Trump is really not also talking about overseas how world economy growth has been dragging big time and that will weigh heavy on US economic grow picture. Trump should have been working on reducing the debt and limiting spending.
 
The notion that Trump had really nothing to do with it is a full out lie as much as his supporters will spew it out at every chance they can even playing the media behind it narrative. I posted 6 months ago that we will be in a full out recession in 12 to 18 months and will be accelerated by the massive corporate tax breaks. I even brought out that personal debt has grown since President Trump took office. Especially new car loans and spending without anything more then a temporary sugar high from some companies offering employees a one time bonus and many employees where surprised to find out their taxes went up even with the supposed tax break.

Banks and Wall Street will continue to play up Trump economy much like Wall Street did under Bush 2. The sky was falling in 2007 and 2008 and all you could hear that the economy was never better. Faang stocks continue to perform well but clouds are moving it especially with Chinese trade but personal debt is reaching a new limit and that will slow spending especially towards driving the economy to new highs. No one really talking about personal debt and that's going to be the new issue especially since 2008 was the housing bubble in 2020 range it will be personal debt slowing down the economy.

Trump is really not also talking about overseas how world economy growth has been dragging big time and that will weigh heavy on US economic grow picture. Trump should have been working on reducing the debt and limiting spending.

I agree with a lot of this. I personally don't think the tax cuts, in terms of driving deficits, would be felt nearly as quickly as 2-3 years out from the change itself.

Agree on your point about personal debt growth. Student loan debt is a huge drag on personal spending as well. Agreed on your points about the tendency to sell wolf tickets on the economy when it's about to go under. Agreed on the solution being reducing debt and limiting spending - unfortunately that is a HARD sell to the public to win an election.
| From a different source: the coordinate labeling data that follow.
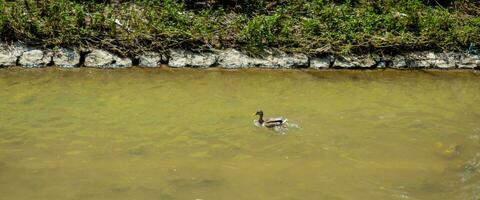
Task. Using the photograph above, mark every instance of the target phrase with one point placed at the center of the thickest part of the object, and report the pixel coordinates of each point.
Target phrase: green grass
(312, 26)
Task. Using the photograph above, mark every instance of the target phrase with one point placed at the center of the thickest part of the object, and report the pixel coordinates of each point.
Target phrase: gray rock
(278, 59)
(321, 62)
(232, 59)
(102, 59)
(121, 62)
(445, 60)
(35, 58)
(296, 60)
(9, 54)
(365, 61)
(181, 58)
(98, 58)
(150, 59)
(420, 59)
(398, 62)
(66, 58)
(469, 61)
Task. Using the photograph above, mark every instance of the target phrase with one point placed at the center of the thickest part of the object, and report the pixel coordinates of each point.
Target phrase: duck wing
(271, 122)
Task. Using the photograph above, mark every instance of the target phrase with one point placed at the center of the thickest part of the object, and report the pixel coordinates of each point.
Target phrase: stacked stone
(19, 55)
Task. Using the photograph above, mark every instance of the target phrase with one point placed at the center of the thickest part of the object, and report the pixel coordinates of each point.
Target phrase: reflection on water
(188, 134)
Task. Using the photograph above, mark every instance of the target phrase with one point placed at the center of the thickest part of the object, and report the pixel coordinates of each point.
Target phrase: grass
(311, 26)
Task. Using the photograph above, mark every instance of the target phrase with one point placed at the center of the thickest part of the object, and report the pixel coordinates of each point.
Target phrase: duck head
(259, 113)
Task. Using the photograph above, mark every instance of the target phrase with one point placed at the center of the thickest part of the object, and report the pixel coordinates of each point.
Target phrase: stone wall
(19, 55)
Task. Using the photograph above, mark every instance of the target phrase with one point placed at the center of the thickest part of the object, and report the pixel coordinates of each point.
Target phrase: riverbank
(130, 28)
(31, 57)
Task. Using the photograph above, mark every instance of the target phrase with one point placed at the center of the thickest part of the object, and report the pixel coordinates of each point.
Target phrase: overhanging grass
(295, 25)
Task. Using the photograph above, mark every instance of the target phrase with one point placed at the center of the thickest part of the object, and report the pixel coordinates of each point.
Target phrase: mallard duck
(269, 122)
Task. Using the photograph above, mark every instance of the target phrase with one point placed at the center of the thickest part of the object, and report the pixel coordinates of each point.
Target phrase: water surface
(188, 134)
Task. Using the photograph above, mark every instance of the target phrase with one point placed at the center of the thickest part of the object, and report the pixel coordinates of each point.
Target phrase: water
(188, 134)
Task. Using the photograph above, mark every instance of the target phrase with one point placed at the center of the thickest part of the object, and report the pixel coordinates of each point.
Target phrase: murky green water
(188, 134)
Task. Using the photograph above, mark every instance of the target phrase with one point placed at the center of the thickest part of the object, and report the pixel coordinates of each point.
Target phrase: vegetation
(312, 26)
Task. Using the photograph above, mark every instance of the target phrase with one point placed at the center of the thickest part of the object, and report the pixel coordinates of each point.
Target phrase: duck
(269, 122)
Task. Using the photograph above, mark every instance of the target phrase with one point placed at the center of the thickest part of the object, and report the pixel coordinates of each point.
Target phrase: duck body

To touch on the sentiments about China and Trump's policy - I think the thing Trump is focused on is the rise of China as a big geopolitical opponent with bad intentions, possible 20th century style ambitions. We have seen examples of organ harvesting and concentration camps there, as well the social credit score system. We see what they are doing in HK to counter protesters. Finally, and maybe the lynchpin of how Trump is trying to counter this, is knowing about the Made in China 2025 plan and global overland trade route ambitions. The markets are never going to like it when policy rocks the boat.